More Info Than Brains echoes those sentiments:

MITB wrote:
What do you do when there is more information out there than there are qualified brains to produce it? Apparently, you increase the information while firing 30% of your brains.

Jay Rosen has a number of tips, including:

Rosen wrote:
if I were those guys, one of the skills I would immediately try to master is aggregating local news better (and faster) than anyone aggregates local news. But the Isthmus is already very good at that, while Dane101 produced a first-rate account of the shift at the Capital Times— better than the paper’s own.

Race Talk writes:

RaceTalkBlog wrote:
Newspapers need to deal with a startling fact: the print edition isn’t the product. It’s a channel for news delivery. Once they realize that the product is the news – and start delivering it the way people want it (online, mobile, video, audio, text, RSS, etc.) the better off newspapers will be. They can win the news delivery wars – but only if they stop with the defeatist attitudes.

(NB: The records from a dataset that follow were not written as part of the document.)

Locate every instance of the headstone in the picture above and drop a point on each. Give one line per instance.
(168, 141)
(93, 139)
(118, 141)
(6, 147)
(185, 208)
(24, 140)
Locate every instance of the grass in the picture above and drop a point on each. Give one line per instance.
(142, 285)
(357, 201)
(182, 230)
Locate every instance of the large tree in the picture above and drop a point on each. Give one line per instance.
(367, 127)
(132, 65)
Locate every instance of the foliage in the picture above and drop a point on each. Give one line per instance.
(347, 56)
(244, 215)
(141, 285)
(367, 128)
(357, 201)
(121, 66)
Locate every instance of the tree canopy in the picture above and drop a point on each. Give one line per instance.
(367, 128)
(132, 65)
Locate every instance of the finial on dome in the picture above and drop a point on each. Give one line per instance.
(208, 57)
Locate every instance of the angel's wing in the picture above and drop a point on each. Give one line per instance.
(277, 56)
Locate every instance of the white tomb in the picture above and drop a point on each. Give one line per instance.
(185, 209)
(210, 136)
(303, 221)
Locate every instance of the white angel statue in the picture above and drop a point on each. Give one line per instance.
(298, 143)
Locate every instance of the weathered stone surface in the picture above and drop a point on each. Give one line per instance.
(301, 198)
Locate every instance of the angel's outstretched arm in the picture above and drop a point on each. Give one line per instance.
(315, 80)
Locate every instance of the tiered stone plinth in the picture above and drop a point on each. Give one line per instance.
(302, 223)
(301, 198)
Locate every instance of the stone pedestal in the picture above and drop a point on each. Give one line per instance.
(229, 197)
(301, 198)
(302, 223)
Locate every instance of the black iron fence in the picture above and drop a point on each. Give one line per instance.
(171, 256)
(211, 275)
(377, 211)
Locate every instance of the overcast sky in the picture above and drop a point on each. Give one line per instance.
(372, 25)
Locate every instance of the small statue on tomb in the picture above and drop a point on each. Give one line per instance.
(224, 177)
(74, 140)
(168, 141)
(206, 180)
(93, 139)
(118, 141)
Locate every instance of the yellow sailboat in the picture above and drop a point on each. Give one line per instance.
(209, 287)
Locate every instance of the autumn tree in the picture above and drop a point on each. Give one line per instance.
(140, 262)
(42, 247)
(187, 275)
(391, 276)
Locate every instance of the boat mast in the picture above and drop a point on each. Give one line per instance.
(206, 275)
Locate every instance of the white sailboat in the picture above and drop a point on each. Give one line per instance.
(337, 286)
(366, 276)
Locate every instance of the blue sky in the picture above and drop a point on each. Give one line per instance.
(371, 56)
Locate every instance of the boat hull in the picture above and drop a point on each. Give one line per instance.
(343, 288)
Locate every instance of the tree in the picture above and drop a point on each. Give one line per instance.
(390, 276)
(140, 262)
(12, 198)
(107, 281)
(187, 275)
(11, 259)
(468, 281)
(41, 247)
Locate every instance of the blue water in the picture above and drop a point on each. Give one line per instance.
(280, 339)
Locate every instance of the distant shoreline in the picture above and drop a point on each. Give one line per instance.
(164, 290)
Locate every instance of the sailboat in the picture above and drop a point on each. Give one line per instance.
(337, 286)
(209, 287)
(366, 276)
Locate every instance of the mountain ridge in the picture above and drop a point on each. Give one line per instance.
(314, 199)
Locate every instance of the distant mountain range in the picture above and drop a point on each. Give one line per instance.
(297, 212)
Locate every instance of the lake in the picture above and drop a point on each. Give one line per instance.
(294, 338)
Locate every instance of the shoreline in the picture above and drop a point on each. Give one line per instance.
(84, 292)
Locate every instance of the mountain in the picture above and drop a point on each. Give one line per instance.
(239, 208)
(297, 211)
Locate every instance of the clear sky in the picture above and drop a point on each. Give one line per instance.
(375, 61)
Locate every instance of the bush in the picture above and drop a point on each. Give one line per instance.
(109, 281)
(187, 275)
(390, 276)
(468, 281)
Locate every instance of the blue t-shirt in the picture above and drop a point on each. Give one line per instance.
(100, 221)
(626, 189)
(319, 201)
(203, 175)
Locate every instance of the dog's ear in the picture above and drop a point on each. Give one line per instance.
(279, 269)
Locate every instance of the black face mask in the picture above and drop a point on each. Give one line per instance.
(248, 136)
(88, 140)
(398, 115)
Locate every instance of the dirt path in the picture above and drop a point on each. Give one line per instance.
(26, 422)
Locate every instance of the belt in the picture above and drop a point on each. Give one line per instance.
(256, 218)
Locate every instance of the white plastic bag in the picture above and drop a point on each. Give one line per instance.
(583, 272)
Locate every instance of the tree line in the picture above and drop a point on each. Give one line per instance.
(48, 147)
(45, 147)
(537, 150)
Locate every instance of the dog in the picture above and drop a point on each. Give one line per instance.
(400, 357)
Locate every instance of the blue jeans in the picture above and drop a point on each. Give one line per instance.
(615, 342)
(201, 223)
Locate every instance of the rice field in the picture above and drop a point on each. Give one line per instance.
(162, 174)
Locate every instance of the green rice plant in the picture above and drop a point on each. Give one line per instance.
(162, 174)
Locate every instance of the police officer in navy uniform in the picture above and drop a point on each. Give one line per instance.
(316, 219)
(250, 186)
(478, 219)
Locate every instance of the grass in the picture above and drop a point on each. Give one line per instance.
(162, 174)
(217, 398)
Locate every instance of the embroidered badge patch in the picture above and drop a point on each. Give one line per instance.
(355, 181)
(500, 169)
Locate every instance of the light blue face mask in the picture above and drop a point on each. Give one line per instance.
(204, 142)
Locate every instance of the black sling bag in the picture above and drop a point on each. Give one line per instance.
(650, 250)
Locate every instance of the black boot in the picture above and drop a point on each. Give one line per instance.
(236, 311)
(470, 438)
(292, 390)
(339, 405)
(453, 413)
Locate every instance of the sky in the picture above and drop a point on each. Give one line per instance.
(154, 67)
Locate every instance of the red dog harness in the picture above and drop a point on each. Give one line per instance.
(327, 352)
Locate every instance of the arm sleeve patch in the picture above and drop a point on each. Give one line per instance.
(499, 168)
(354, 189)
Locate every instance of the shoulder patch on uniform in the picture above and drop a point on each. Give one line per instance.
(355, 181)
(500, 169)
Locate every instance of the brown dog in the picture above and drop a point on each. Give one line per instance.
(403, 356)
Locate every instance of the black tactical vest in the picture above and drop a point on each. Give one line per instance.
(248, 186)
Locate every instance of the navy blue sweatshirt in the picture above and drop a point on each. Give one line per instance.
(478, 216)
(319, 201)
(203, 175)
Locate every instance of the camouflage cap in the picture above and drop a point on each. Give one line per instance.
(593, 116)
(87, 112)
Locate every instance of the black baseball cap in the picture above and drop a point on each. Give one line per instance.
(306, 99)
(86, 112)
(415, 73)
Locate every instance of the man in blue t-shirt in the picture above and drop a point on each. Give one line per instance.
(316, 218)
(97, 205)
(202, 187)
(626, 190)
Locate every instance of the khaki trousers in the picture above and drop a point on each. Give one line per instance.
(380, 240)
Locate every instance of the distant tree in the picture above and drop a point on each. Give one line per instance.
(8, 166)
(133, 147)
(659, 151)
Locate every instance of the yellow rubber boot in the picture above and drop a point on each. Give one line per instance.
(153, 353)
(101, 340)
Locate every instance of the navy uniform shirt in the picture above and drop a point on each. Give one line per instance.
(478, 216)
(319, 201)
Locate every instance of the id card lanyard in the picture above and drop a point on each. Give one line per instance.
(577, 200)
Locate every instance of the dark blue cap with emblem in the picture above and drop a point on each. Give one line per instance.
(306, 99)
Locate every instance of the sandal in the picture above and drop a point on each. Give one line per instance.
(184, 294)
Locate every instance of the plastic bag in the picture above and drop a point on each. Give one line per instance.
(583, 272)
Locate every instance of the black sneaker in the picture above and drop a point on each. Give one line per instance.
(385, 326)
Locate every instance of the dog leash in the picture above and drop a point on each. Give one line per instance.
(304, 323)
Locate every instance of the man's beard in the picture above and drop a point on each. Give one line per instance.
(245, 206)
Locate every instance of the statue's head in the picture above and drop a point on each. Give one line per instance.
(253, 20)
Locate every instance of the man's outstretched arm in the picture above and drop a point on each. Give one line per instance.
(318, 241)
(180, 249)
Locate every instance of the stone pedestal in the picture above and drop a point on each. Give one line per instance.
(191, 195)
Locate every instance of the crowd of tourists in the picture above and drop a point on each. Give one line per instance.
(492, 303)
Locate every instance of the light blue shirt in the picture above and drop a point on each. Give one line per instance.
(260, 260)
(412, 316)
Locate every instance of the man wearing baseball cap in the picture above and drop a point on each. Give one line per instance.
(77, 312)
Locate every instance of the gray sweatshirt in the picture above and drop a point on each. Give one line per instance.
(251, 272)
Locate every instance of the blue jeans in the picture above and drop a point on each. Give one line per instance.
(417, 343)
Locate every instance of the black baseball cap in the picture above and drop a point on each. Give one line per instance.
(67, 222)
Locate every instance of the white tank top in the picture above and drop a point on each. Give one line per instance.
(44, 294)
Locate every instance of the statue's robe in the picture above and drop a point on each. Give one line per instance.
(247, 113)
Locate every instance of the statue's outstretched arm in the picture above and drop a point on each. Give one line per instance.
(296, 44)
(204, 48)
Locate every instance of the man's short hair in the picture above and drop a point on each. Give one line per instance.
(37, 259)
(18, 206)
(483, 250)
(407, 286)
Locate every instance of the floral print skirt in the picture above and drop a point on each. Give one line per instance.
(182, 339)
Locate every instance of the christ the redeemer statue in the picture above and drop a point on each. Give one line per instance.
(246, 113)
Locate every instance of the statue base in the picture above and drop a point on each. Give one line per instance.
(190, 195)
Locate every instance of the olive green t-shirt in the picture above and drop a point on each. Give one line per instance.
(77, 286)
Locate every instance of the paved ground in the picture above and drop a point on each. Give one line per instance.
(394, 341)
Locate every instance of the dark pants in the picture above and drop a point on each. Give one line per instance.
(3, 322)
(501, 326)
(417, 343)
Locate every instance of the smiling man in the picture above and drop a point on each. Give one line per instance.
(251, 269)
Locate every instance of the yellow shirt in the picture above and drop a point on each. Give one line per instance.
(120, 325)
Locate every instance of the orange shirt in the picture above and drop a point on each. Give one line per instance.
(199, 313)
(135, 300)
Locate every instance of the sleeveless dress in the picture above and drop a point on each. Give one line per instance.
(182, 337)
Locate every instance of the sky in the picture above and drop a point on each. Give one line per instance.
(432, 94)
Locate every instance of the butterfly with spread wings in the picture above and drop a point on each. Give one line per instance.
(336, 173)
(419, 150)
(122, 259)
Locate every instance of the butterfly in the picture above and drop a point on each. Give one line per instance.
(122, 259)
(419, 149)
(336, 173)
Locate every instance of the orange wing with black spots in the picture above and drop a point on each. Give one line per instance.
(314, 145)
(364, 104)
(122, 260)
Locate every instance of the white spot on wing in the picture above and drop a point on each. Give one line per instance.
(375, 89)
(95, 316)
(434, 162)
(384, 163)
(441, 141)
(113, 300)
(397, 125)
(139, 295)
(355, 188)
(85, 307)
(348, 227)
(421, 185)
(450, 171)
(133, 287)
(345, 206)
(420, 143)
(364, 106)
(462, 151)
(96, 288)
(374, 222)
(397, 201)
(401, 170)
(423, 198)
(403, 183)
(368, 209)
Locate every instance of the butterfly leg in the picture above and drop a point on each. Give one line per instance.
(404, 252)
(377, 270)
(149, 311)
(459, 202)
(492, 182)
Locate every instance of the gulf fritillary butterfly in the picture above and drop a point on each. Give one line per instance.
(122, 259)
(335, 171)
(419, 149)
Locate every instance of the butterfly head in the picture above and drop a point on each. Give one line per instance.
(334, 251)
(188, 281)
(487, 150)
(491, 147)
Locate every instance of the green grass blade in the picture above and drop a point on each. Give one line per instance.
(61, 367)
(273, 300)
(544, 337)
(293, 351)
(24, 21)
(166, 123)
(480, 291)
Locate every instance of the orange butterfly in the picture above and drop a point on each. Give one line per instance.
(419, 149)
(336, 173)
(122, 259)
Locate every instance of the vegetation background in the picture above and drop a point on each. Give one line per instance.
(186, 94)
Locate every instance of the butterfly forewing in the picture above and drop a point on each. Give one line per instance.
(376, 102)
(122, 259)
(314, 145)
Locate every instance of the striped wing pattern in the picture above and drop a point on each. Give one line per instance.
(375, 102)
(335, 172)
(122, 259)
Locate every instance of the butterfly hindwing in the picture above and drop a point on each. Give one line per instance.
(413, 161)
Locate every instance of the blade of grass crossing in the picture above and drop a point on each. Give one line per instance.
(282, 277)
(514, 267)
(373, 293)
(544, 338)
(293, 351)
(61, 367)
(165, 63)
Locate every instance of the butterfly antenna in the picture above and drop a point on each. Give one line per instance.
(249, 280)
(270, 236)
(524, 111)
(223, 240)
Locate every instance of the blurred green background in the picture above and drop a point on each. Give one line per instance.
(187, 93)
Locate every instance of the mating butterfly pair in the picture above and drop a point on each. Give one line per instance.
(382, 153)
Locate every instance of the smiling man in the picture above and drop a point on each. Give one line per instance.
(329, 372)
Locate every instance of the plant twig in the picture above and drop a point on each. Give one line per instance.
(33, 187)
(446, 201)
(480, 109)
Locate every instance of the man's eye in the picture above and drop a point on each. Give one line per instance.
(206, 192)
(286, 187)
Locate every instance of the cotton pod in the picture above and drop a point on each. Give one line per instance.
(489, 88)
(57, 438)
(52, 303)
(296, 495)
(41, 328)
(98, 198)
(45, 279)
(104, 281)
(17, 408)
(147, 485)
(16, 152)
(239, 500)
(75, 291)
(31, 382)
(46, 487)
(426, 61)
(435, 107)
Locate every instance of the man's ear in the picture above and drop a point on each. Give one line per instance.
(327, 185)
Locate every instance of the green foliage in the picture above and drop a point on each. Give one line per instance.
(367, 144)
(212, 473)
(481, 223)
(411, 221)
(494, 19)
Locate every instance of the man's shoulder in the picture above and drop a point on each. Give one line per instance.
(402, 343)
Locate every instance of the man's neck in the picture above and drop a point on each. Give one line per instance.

What does Nancy Nall have to say about the future of TCT? Simply:

Nall wrote:
Very very murky.

SoundBiteTrack responds:

SoundBiteTrack wrote:
while The Capital Times may indeed have a "very, very murky" future, as Nall suggests, one thing's certain: any change is better than standing still, hoping things will get better. Because unless the newspaper industry makes some serious changes, AdAge's "Newspaper Death Watch" may outlast the medium itself.
Blogflict says it is a "sign of the times":
Blogflict wrote:
These are hard times for parts of Wisconsin. The lead story in the Capital Times when this blog was written was on a GM announcement to layout 3,500 employees, including 750 in a local town. But unlike GM, the owners of The Capital Times should not be pitted but praised. Their decision gives them an exciting opportunity to be part of the future of journalism. Perhaps many years from now we’ll remember the Capital Times as an early adapter to the changes in media

Donni Greenburg lists a number of positives. Here are some of them:

Quote:
We have no worries of buying tanker cars full of ink.

We have no worries about propping up aging, nearly obsolete presses.

We have no worries about climbing gas prices and the increased transportation costs to lug truck-loads of papers to increasingly fewer subscribers.

We have no worries about sending money to some money-eating corporate giant.

Online stories can run as many column inches as necessary to report the news.